Houspillés par Marie-Pierre, ils passent quand même un moment doux. Jusqu'à l'arrivée de l'orage. Inattendu. Imprévisible. Violent. Les heures passent, les parents ne rentrent pas. Les jours passent, les parents ne rentrent pas. Tous le savent : la montagne est sans pitié pour les imprudents. Mais le père, lui, ne serait jamais parti s'il avait eu le moindre doute. Attente, espoir, désespoir, renoncement, confiance. Dans l'expectative permanente, la vie des enfants change. Ils attendent. Ils continueront d'attendre… pendant 50 ans. Une vie.

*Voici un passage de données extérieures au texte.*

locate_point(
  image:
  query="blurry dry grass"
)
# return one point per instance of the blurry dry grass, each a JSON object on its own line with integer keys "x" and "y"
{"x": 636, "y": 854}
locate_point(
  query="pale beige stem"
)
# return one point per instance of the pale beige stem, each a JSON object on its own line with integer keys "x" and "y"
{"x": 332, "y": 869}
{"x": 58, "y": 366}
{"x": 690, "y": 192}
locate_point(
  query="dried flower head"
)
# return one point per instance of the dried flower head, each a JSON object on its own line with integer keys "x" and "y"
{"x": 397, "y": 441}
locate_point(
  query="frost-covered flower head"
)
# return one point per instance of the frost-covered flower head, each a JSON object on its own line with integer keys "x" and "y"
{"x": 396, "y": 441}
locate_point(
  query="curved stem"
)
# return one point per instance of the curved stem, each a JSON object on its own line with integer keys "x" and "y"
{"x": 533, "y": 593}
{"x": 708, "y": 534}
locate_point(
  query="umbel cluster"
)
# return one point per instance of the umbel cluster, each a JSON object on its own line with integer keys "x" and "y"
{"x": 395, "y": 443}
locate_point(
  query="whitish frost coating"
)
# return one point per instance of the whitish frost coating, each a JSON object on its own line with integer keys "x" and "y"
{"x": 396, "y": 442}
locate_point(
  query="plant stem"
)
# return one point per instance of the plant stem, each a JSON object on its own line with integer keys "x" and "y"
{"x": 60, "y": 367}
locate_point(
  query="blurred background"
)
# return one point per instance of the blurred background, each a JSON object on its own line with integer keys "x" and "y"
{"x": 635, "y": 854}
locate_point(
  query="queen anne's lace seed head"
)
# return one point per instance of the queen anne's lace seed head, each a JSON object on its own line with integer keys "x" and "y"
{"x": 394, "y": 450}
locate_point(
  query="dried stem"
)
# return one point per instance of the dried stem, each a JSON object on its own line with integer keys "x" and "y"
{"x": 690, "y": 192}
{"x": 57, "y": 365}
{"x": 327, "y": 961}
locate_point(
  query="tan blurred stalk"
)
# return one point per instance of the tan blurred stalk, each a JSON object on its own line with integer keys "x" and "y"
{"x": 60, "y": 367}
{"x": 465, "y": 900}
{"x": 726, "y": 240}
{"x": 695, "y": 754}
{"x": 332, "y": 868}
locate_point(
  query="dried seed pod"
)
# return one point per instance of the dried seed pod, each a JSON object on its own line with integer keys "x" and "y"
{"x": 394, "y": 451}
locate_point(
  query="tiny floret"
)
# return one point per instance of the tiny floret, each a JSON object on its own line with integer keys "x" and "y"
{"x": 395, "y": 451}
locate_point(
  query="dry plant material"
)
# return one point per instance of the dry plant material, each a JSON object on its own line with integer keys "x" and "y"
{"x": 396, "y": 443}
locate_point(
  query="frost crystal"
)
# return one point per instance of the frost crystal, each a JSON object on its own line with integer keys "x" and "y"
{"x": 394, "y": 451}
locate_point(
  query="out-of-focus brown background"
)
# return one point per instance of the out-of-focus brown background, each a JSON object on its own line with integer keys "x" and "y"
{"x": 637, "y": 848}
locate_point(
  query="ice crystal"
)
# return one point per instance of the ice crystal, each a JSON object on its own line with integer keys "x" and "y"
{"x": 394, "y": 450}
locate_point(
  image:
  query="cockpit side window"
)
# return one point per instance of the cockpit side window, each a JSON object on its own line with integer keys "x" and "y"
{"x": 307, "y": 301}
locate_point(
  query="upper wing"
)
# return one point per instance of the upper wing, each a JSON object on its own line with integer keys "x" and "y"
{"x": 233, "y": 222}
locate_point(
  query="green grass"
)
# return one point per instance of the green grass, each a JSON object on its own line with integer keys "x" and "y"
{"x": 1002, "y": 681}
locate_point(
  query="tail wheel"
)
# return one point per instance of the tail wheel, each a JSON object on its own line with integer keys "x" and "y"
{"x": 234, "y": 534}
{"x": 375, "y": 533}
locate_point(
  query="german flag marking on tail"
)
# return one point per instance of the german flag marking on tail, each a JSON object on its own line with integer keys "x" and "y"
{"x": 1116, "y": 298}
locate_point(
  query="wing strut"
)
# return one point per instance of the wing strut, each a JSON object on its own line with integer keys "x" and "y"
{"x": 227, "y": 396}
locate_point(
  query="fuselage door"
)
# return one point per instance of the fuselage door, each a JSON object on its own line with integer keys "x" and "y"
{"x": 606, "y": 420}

« Un beau jour » surprend par son titre, la couverture par cette neige qui mène dans le brouillard. C'est bien un roman noir rural qu'Agnès Laurent écrit ici. À travers cette fratrie, elle dessine les contours de ceux qui restent, esquisse les tempéraments qui se forgent. Les ressentiments aussi. Elles croquent les chemins de vie de chacun et parallèlement, les liens qui les lient ou les désunissent. Quel poids a l'absence sur la construction de soi ? Quelles relations quatre enfants peuvent-ils construire ensemble face à ces disparitions ? Car, les parents ne sont pas morts et enterrés, une nuance qui a toute son importance.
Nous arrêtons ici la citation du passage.